Woody’nin sevdiğimiz şarkıları bu odyokitap / üç CD’lik sette yeniden karşımıza çıkacak. Ama sadee onlar da değil. Onu en iyi tanıyanların anlattığı hikâyeler de var: Pete Seeger, Ramblin’ Jack Elliott, ilk eşi Mary ile ikincisi Marjorie, kardeşi Jimmy, Bob Dylan, çocukları Arlo ve Nora. Hatta Woody Guthrie Publications’ın yöneticisi Nora, “My Name Is New York: Ramblin’ Around Woody Guthrie’s Town” hakkında yazı yazacak olanları adım adım Woody’nin New York’unda gezdirmiş bile.

Nerelerde mi gezdirmiş? Herkesin görmek istediği yerler var. Örneğin, Almanac House (ya da The Loft) 70 E. 12th St. Woody 1941’de Seeger ile sendika yanlısı ve savaş karşıtı şarkılar söyleyen Almanac Singers’da bir araya gelmişti. New York’taki ilk üsleri burası olmuştu. Bağımsız ruhlu Woody, bu komün halinde oturup kalkmalardan pek hoşlanmıyordu ama, bir süre dayanmış.

Guthrie popüler bir radyo programıyla New York’ta adını duyurunca karısı Mary ile üç çocuğunu Texas’tan yanına getirtti. 5 W. 101st St.te, Central Park West ile Manhattan Caddesi arasındaki evleri, müzisyenlerin akın akın geldiği bir yerdi. Ama Woody, radyo programının onu boğduğunu hissetti. İyi para alsa da, bırakmaya karar verdi. Bu durumda Mary çocuklarla geri döndü, sonra da boşandılar.

6’ncı Cadde’deki Hanover House Hotel 101 W. 43rd St. ise, onun epik bir yolculuğun ardından, ülkeyi boydan boya aştıktan sonra 1940’ta geldiği yer.
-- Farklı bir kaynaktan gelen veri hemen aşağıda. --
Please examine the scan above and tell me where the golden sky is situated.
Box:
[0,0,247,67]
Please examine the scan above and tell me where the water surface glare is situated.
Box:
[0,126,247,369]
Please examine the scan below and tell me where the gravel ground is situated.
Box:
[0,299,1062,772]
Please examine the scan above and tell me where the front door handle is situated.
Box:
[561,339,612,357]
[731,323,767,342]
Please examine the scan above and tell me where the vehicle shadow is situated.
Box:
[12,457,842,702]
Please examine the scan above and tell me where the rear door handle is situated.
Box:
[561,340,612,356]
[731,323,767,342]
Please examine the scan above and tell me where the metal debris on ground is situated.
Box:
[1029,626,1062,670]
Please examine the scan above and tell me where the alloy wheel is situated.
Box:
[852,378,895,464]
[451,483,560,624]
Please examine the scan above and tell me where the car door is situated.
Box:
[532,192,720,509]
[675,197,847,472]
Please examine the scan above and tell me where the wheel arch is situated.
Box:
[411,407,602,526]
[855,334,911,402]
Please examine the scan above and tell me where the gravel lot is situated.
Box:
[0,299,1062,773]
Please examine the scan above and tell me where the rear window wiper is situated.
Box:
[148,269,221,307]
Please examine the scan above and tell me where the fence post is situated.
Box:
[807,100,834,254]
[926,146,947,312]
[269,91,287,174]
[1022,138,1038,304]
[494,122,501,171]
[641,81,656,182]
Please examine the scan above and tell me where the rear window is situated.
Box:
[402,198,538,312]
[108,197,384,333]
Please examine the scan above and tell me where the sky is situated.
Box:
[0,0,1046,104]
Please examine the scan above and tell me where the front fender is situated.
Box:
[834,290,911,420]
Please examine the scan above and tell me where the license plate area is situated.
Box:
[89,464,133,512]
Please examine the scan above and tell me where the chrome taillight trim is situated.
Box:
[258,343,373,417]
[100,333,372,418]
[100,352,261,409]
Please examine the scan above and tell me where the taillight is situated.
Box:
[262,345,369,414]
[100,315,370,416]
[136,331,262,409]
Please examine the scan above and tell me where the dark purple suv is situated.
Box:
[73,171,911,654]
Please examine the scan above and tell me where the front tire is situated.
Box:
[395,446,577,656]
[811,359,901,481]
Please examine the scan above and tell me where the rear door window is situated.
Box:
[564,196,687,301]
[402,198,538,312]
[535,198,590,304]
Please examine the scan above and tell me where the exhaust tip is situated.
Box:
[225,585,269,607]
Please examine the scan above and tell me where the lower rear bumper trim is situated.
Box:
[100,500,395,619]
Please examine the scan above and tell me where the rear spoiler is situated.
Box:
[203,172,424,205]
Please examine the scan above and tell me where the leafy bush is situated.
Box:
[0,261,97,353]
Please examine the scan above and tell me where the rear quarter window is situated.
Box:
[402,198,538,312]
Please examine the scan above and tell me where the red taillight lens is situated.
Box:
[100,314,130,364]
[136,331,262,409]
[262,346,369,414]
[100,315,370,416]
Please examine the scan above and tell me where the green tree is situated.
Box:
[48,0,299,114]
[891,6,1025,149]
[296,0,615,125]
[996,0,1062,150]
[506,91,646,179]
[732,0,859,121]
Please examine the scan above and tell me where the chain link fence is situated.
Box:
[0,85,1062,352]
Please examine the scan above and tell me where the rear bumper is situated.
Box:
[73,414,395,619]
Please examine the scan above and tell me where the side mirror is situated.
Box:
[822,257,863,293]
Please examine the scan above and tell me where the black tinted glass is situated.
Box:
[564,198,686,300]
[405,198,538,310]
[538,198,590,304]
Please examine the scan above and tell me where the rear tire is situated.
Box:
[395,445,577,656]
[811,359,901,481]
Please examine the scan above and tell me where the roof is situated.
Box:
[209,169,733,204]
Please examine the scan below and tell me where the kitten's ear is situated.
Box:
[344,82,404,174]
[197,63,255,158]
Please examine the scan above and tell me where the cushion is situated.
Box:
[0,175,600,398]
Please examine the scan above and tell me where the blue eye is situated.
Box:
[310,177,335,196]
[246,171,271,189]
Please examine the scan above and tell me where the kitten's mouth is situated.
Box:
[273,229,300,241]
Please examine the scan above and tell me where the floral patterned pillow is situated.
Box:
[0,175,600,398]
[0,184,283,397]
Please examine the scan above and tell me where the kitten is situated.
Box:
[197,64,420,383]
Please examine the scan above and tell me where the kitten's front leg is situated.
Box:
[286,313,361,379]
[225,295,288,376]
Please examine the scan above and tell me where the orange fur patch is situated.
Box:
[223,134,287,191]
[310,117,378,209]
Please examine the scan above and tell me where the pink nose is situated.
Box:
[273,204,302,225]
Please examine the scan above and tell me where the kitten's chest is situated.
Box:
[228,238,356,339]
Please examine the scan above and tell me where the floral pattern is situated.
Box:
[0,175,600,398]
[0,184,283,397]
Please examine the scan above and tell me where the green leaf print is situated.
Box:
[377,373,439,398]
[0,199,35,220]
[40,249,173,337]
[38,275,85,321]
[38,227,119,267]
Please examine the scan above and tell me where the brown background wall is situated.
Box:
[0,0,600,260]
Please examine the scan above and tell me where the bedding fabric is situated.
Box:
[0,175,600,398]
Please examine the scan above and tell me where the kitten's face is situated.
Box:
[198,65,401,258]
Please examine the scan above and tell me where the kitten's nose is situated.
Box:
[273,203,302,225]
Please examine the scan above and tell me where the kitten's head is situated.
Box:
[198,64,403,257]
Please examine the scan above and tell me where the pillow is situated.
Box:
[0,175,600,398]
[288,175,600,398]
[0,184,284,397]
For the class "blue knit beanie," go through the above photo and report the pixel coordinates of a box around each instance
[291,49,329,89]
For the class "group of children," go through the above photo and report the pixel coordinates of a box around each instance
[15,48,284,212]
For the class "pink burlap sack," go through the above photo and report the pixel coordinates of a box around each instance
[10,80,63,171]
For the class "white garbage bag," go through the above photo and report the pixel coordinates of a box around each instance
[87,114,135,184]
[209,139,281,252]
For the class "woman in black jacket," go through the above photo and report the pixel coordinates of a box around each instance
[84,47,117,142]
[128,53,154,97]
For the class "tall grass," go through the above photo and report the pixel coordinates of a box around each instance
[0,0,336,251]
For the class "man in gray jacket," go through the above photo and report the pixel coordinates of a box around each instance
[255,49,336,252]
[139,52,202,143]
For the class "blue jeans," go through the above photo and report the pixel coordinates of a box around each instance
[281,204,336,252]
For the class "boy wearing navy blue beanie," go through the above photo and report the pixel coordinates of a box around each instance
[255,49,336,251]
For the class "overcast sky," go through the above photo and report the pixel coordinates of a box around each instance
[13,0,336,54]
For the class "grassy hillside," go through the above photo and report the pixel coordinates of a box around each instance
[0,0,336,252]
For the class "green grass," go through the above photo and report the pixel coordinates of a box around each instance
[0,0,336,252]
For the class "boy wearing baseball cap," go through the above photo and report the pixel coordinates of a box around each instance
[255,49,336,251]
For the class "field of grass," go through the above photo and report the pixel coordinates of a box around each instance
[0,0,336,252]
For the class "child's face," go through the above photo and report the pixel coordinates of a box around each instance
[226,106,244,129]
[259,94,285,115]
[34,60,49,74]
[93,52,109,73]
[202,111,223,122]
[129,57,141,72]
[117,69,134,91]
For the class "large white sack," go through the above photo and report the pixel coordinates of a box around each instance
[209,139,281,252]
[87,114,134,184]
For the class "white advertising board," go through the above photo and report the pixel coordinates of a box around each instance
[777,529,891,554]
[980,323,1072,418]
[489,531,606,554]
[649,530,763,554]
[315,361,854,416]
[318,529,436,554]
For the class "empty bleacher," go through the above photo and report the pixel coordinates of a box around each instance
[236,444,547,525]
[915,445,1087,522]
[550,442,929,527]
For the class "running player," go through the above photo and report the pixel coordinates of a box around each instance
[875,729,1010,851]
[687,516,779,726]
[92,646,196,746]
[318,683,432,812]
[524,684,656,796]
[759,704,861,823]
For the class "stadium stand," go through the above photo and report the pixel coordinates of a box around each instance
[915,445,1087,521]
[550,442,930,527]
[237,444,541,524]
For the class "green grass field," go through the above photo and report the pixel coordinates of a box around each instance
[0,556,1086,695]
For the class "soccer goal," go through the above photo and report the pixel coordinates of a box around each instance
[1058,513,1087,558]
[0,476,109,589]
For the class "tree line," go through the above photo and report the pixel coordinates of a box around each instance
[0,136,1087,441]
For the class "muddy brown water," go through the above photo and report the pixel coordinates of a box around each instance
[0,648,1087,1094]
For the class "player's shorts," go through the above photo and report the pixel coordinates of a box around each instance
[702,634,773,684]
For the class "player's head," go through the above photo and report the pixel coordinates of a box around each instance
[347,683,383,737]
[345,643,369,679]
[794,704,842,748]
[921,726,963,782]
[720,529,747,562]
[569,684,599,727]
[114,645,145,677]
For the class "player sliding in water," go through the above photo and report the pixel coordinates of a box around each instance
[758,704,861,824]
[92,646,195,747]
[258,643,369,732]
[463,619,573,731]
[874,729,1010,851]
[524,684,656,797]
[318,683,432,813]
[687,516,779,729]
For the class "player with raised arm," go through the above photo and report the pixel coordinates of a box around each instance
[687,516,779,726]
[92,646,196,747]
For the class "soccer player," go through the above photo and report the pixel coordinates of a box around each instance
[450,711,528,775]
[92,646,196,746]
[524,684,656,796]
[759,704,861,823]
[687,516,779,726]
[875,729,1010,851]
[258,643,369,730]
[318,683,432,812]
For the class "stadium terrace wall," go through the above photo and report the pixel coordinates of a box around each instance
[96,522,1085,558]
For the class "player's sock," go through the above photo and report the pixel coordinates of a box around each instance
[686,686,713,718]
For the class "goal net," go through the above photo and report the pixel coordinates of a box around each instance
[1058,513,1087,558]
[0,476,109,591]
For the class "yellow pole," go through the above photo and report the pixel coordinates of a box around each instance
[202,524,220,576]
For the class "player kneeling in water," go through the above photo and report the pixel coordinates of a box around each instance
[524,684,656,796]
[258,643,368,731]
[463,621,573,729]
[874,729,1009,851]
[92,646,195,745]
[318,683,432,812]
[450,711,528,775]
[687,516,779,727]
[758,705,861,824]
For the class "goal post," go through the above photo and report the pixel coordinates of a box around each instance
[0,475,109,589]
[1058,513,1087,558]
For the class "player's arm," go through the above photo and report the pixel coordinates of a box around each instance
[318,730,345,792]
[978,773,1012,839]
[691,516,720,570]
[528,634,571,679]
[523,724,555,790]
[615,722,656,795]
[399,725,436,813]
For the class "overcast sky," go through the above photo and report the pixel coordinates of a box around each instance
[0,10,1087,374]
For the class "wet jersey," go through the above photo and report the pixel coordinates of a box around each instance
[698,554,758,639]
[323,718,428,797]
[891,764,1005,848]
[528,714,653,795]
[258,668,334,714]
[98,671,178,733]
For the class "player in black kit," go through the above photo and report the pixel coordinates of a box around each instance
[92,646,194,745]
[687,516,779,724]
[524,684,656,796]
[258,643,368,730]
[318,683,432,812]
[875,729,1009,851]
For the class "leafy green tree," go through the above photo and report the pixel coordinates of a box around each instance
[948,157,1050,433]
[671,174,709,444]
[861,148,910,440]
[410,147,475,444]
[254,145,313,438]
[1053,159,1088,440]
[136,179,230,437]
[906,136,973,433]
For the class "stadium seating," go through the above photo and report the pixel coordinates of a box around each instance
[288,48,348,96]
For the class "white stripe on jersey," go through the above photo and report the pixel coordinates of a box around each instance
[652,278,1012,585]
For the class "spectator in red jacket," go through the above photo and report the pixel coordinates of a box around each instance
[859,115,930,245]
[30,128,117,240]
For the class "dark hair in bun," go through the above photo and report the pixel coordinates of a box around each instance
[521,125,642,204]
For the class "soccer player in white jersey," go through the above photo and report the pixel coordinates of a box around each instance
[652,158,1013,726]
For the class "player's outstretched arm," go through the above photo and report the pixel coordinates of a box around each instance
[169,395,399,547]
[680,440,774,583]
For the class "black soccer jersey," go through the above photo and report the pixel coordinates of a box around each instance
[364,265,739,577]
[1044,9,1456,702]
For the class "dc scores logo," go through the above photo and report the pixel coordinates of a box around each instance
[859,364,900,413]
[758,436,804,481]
Gerçi sadece birkaç hafta kalmış ama bu birkaç hafta da, ABD’nin gayri ++resmi ulusal marşı sayılan  “This Land Is Your Land” yazmasına yetmiş. Nora bu şarkının babasının dolaştığı güzel ülkeyi anlattığını söylüyor. Bugün Hanover House Hotel’in yerinde Uluslurarası Fotoğrafçılık Merkezi var.

Şehre ilk gelişi ise 1940’ta. Kar fırtınasından, buzdan köprüler kapanmış. California’dan otostop yaparak gelen Woody Manhattan’a böyle bir günde indi. Birkaç gün arkadaşı aktör Will Geer’in evindeki bir kanepede yattı. Aktör olarak 1940’ta onun aracılığıyla “The Fight for Life”ta da oynadı. Will’in 59’uncu Sokak ile Beşinci Cadde’nın birleştiği yerdeki evinin  yerinde şimdi bir Apple Mağazası var. Woody Gthrie’nin New York’ta öyle çok izi kalmış ki, saymakla bitmez.

Eşitliğe, özgürlüğe inanan, gitarına “Bu makine faşistleri öldürür” yazan Woody  ailesi ona Başkan Woodrow Wilson’ın adını verdiği halde ona zerre kadar benzemeyen Woody. Guthrie 1967’de Huntington hastalığından ölünce, aile onun küllerini Coney Island’dan savurdu. O öldükten sonra aralarında Bob Dylan’ın da bulunduğu yeni bir kuşak Woody Guthrie şarkılarını öğrendi, çaldı, bir kısmını Yurttaşlık Hakları hareketine uyarladı. Mirası ise hepimize kaldı.